Playing deep in the secondary gives safety Glover Quin a vantage point on everything that happens in front of him in the Detroit Lions' defense. There isn't much that doesn't catch his eye.

The position has given Quin a comfort level that he's been able to share with teammates in the four years he has been his unit's quarterback and guiding hand.

Quin's experience lets him broaden his overall view beyond the field to provide a wide perspective on how things have changed since he signed with the Lions as a high-value free agent in 2013.

View photos of Detroit Lions players arriving at the team's practice facility for the start of 2017 training camp.

As Quin begins training camp in his fifth season as a Lion – and his ninth in the NFL after playing his first four seasons with the Houston Texans – he can reflect on a seismic culture shift that makes the Lions of 2017 unrecognizable compared to the Lions of 2013.

As is the case every season, there have been numerous player personnel changes on defense from a year ago, from drafting Jarrad Davis in the first round as starting middle linebacker to signing veteran free agents to add depth across the board.

But nothing has been more striking for Quin than the change in culture.
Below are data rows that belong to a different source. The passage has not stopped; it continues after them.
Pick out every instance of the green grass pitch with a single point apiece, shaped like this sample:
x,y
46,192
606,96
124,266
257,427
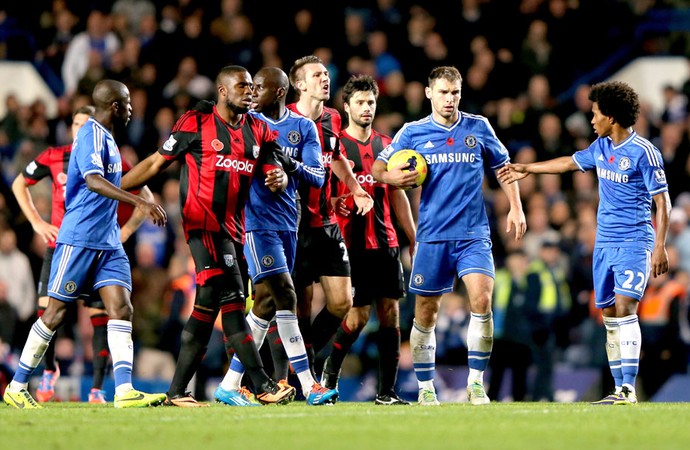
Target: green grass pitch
x,y
349,425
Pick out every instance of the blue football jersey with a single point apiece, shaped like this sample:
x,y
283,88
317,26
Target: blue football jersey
x,y
629,174
452,204
297,136
90,218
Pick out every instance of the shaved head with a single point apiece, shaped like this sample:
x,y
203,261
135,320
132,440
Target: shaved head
x,y
108,91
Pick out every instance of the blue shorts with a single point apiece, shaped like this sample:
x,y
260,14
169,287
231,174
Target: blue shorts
x,y
436,264
619,270
78,271
269,252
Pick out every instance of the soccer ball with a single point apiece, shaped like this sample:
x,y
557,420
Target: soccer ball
x,y
417,162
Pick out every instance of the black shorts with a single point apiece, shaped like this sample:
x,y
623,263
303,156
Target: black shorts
x,y
376,274
218,254
91,299
321,252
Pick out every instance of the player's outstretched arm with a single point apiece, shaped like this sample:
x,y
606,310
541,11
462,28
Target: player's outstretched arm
x,y
343,171
144,171
395,177
659,255
137,218
96,183
516,216
46,230
514,172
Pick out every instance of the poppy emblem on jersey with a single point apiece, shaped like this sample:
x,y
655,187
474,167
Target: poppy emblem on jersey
x,y
229,260
470,141
169,144
70,287
624,163
294,137
217,145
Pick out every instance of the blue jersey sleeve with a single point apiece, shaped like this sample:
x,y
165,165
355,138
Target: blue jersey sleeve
x,y
88,150
651,167
496,152
584,159
310,169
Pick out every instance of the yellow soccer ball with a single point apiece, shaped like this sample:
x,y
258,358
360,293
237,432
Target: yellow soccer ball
x,y
416,161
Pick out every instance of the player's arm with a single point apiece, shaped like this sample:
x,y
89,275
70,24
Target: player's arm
x,y
144,171
659,255
137,218
513,172
516,216
403,213
46,230
95,182
343,171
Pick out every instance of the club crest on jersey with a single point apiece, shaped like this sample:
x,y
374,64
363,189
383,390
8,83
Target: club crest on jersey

What seemed like a throwaway question asked Saturday on reporting day for veterans provoked a detailed, passionate response from Quin that touched on everything from changing attitudes of the players to renovations of Ford Field and the Allen Park facility that directly impact the players.

"Oh, man – it's a complete 180 from the first day I got here until now," Quin said. "The culture around the team, the attitude around the team, the vibe around the team – totally different. Guys are totally different. Put it like that.

"We've got a great group, and it starts at the top. Everything feels so different from when I first got here. They've done a lot of things around the building, with making it high, high class. Just top notch, from facilities to the practice field to everything we do.

"The players can see that, and we feed on that – understand that they're investing a lot in us. We're trying to come through and take care of our end on the field."

Before Quin got to Detroit, the underground buzz was that the team was undisciplined on and off the field. That was carried out in 2013, when the Lions collapsed from a 6-3 start to finish 7-9 and miss the playoffs. The Lions did everything but buy snowplows to clear a path for the Green Bay Packers to win the division with a mediocre record of 8-7-1.

When Jim Caldwell was hired as head coach in 2014, the low-key image he projects in public did not match the respect he commands in the locker room, and his demand for professionalism.

"When I first got here, Detroit was kind of known as undisciplined," Quin said. "A lot of personal foul penalties. A lot of getting in trouble. You could see that in the way they played.

"Detroit had a ton of first-rounders, a ton of talented players. Why can't they win? If you watched them play, they had a big lead and gave up big plays in the secondary being undisciplined, making mistakes here and there.

"I feel like, when you're undisciplined off the field it kind of leads in turn to on the field. You have to get the right group of guys in, the right system in place. Coach Caldwell has come in and done a great job."

There is still work to do, even though the Lions have made the playoffs twice as a wild card in Caldwell's three seasons as head coach. They were 11-5 in 2014 and 9-7 last year.

Quin likes the overall makeup of the 2017 team going into camp. He is especially high on Davis.

"I like playing with him," Davis said. "He's all football. He's very serious. He takes his job very seriously. He wants to be great. You can see it by the way he asks questions, by the way he works – the way he studies.

"He's going to be a great addition for us. Obviously, there are a lot of things you've got to learn. That's to be expected. With his size, with his speed, with his instincts, with his physicality, he'll be able to help us in the middle.

"I think he'll make a lot of plays for us. I'm excited to play alongside him, watch him grow. I'm also excited to help him in any way I can."